With sleeves rolled up I felt like I entered the classroom for the first time. I was nervous, not so much about the parents, but about what the kids would say. Quickly, my tattoos became a topic at rug time. “Are those tattoos?” “Will they wash off?” “Did you draw those this morning?” “How did they do that?” “Did it hurt?” The children’s interest in my art didn’t stop there. As a progressive classroom, the children’s play was the driving force in our theme of study. Much to my surprise the children began to play "tattoo shop". Not wanting to pass up the richness of this topic, we dove in. (Keep in mind the parents were completely aware of this new exploration, and to my pleasant surprise were really excited! ) If one student decided to get a tattoo, they needed a good reason why and they were required to do the art themselves or “pay” an artist for their work. Their desired art and motivation was then pinned on a wall in the “tattoo shop”, aka the loft. After a day the child was asked again if they wanted to still get the tattoo or make changes. With the day-long waiting period passed, the art would be transferred onto a sheet of temporary tattoo paper and applied. During that rug they would tell the rest of the class about their tattoo and the meaning behind it. The tattoo limit was one a week. It was amazing. The children took great pride in their art. They excitedly showed it off at recess, and spoke endlessly about their ink to anyone who listened.

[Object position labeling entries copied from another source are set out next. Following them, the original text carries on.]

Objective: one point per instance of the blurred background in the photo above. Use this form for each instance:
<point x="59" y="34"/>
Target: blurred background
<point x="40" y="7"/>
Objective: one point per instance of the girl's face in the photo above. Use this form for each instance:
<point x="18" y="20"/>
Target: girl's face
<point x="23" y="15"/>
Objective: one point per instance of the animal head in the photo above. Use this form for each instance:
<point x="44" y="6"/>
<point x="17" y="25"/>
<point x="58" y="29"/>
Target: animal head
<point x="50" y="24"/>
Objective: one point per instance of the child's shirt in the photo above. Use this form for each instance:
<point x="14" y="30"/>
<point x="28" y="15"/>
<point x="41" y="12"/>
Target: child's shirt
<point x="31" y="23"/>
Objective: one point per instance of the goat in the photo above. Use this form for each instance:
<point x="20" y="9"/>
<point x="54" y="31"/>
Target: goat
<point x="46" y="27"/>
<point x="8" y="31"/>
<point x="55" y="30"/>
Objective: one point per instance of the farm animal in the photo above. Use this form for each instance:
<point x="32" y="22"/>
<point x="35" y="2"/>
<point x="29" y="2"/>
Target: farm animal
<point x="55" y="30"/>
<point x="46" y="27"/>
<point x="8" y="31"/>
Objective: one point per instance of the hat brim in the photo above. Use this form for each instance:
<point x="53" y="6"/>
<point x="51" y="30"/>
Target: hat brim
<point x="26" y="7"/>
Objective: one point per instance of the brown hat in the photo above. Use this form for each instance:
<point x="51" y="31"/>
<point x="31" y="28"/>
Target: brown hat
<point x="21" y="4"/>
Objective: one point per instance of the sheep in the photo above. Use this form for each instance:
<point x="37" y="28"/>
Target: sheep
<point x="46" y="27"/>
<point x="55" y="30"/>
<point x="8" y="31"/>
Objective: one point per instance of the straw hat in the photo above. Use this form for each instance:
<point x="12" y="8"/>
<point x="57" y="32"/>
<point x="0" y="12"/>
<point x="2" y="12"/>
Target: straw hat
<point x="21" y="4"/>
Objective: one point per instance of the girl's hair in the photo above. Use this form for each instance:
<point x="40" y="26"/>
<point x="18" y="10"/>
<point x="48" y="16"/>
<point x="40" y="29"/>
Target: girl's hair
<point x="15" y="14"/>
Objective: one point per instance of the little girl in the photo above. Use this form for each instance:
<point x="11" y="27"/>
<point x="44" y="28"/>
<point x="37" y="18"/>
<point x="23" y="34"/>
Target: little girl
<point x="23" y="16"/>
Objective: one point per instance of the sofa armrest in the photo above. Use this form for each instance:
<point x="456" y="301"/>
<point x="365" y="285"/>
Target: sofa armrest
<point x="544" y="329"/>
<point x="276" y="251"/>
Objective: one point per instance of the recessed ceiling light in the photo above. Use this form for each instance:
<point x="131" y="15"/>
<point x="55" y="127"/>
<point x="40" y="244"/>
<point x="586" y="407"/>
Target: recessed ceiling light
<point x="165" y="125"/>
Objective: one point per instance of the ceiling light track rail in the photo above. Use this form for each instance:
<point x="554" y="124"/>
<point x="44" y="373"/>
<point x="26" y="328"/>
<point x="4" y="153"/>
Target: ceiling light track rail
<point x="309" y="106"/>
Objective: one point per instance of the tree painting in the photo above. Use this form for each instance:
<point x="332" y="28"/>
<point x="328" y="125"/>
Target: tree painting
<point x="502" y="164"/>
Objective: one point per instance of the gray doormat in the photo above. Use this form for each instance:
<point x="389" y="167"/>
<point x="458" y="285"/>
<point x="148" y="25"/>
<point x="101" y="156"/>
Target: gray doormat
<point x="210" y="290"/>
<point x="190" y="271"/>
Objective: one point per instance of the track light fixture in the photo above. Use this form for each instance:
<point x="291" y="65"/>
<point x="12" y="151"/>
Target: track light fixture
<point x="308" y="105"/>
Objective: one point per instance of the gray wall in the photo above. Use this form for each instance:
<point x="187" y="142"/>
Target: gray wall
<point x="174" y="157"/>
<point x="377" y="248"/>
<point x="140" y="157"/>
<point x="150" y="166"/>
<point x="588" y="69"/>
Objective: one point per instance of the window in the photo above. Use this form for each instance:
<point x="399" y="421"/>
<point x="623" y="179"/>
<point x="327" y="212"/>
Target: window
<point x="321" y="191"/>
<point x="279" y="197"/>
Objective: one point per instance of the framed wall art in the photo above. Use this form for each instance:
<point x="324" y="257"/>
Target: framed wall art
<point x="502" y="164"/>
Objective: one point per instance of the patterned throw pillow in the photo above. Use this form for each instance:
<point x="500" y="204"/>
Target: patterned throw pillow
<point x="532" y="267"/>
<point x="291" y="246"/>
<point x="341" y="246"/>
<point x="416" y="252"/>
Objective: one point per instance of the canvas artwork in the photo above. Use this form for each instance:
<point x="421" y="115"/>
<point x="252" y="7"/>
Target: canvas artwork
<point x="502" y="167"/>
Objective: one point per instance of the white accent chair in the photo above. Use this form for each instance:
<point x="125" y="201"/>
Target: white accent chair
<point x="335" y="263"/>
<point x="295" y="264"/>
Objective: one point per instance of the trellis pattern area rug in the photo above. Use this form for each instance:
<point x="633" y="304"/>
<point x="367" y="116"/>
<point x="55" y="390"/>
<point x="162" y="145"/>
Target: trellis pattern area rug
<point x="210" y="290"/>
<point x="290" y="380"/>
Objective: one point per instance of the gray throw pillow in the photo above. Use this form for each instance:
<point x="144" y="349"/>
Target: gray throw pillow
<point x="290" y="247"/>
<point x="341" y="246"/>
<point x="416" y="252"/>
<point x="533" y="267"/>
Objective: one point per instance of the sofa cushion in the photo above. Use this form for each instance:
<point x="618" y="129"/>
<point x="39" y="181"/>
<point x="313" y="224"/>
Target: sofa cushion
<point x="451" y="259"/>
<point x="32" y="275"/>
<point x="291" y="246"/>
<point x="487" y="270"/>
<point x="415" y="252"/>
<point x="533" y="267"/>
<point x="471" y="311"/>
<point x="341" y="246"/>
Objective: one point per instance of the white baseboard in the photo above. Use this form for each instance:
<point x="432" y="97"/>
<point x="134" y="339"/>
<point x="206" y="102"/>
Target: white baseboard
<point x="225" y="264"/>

I learned so much about my children that year. While, I’ve been close to all my classes, this particular group was different. Through their art I discovered what they valued, what experiences resonated with them, the beauty they found in the world. It was truly inspiring. They made me think about the purpose of my own tattoos. Why did I get them? If forced to have a day waiting period would I have still gotten them? What do they say about me and what I value?

My tattoos tell my story — my adventures, my success and failures, moments of healing, of courage and strength. They are a part of me and I will never cover them up again.